Race Time Predictor

Recent race time → predicted time at another distance, plus pace targets. Uses the Riegel formula (1981), the industry standard.

Predicted

Estimated finish time

Pace per mile

Pace per km

Predictions across distances

The Riegel formula

T₂ = T₁ × (D₂ / D₁)^1.06

Pete Riegel (1981, Runner's World) fit empirical race data and found that the 1.06 exponent — slightly above 1 — captures the typical "tax" of going longer. Race pace drops as distance grows, but not as much as a naive linear extrapolation would suggest.

When Riegel is accurate

Best between 5K and marathon.
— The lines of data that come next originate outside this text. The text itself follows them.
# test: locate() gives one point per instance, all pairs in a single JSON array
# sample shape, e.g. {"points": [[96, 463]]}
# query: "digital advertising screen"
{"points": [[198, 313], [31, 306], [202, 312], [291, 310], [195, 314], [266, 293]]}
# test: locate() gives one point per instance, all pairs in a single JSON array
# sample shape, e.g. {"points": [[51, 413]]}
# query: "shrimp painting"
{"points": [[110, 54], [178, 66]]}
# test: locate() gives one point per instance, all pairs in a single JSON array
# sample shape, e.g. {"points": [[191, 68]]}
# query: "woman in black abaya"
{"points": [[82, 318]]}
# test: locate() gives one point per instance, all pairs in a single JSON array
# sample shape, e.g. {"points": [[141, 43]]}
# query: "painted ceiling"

Less accurate for very short sprints (where pace is dominated by neuromuscular speed) and for ultras (where fueling, terrain, and time on feet matter more than aerobic capacity).

The catch: training matters

Riegel assumes you've trained for the target distance. A solid 5K runner who hasn't done long runs above 10 miles will not run the Riegel-predicted marathon — they'll blow up at mile 18. The formula tells you what your current aerobic capacity supports; the marathon also requires endurance you have to build separately.

Other predictors

Daniels' VDOT tables are more nuanced (account for VO₂ max, training zones, lactate thresholds) but require more inputs. McMillan's calculator is similar to Riegel under the hood. For quick predictions in races you've trained for, Riegel is reliable enough.